One of the world’s largest brokers of fine art, Sotheby’s reported live streamed sales and online auctions were attracting new buyers who had never set foot in an auction house prior to the pandemic. Sotheby’s reported close to fifty percent of online sales were buyers new to them and thirty percent of buyers were under forty years old, a demographic that proves to be new to buying art.

Auction houses that embraced social media such as Instagram expanded their audience with extraordinarily little cost. As an example, Brett Gorvy, former Chairman of Christie’s who left to open his gallery Levy Gorvy, sold an artwork for twenty million dollars after posting it on Instagram. The piece was met with much enthusiasm by both existing and new clients almost immediately.   

This online selling capacity has made the art market accessibility convenient. There are few if any hoops to jump through when buying art online. Additionally, art fairs conducted virtually can use multiple social media platforms expanding buying opportunities with no worries about being limited geographically. 

One event on social media has sparked an interest and created a wider audience for art fairs and online art sales. The hashtag #ArtistsSupportPledge at last count on Instagram had over 564,101 active posts and on Twitter artists are actively using it to showcase their work for sale. The hashtag was created to encourage sales during the pandemic. It’s expected that it will become more significant to collectors looking for new works and new artists. It’s also believed the hashtag will help create and grow broader audiences for future art fairs and continue to play a role in online art sales.

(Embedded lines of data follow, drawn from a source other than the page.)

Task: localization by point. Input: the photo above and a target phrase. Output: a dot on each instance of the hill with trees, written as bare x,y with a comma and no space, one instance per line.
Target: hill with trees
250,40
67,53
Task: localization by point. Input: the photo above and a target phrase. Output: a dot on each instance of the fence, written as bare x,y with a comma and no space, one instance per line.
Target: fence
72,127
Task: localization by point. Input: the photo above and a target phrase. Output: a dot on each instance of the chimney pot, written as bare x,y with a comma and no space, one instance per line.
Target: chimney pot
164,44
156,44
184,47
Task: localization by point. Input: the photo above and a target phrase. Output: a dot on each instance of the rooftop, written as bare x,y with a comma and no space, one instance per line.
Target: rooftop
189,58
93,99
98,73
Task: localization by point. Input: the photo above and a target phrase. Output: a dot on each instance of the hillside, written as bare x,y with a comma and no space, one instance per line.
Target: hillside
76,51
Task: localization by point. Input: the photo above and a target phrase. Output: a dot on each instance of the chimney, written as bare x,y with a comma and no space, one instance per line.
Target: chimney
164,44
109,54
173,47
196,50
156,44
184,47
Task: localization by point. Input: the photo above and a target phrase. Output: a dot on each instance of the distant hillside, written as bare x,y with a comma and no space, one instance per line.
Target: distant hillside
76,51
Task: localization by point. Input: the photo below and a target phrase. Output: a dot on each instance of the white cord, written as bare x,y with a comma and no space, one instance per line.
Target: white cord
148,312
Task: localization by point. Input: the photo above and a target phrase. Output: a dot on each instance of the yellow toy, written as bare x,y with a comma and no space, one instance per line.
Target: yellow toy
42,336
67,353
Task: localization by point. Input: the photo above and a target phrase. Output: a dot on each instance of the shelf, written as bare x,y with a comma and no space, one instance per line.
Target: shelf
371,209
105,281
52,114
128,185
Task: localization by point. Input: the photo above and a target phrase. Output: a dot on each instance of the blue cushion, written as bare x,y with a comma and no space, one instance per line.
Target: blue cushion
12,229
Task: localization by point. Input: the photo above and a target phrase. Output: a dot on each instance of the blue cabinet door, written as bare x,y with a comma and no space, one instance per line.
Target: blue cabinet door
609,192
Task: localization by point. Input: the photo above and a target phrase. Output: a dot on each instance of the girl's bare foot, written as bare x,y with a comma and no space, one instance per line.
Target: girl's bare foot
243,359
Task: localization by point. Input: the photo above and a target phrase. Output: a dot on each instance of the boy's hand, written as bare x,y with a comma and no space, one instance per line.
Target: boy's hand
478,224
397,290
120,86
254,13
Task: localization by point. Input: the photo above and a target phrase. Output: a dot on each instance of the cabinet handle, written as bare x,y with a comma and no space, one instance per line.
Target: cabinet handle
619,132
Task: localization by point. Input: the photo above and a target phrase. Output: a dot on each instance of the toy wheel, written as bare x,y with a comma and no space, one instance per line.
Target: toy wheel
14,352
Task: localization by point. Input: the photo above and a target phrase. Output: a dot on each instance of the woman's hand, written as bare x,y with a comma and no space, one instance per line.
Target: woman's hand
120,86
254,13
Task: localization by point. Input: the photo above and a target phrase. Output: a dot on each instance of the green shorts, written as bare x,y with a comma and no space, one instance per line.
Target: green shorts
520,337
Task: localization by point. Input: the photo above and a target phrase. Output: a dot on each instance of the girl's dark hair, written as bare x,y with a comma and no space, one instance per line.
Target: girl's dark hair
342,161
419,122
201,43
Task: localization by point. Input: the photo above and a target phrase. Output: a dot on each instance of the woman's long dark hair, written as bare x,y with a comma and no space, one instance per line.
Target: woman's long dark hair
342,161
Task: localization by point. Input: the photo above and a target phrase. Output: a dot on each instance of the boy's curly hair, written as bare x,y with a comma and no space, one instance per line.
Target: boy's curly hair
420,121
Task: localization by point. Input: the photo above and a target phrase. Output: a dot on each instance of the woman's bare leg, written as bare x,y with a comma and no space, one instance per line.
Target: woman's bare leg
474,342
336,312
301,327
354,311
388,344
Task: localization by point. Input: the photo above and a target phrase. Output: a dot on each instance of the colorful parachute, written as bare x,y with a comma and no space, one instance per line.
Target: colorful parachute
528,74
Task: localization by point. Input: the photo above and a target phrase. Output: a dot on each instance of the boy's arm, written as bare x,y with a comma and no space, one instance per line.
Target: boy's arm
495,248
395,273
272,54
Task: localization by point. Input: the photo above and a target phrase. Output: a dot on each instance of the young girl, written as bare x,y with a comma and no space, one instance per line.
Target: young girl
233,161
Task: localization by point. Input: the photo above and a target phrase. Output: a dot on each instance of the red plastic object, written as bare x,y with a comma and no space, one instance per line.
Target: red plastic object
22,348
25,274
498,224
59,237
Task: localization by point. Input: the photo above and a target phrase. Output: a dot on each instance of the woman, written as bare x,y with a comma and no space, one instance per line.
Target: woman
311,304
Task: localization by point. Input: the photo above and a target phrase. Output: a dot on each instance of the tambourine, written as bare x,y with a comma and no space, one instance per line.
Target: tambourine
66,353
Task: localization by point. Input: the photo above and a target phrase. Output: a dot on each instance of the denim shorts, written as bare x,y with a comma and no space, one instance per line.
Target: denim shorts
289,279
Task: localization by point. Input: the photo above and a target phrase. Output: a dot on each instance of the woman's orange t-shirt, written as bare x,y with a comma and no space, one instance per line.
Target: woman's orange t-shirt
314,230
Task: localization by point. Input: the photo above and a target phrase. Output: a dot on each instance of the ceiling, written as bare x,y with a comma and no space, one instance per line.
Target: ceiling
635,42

Of course, nothing can replace the physical experience of seeing a piece of art. Standing in front of a painting, the colors, textures, and meaning, come to life. However, during times when limitations such as covid are placed on the art world, the internet offers a plan B. It grants access to a global audience, increases profit margins on sales, and opens the door for those not at home in the traditional auction room. The opportunities online offer art galleries of means of resilience. Just as many people feel more comfortable shopping from the comfort of their homes, there are many potential art lovers they may prefer their keyboard to a paddle in hand.

The art market is evolving at an aggressive rate. From the artists who create art to the galleries that show it to collectors who buy it, everyone who is a part of the art world will need to accept that the world as they knew it will look different after the pandemic. However, as with any drastic changes in life, there is always a bright side.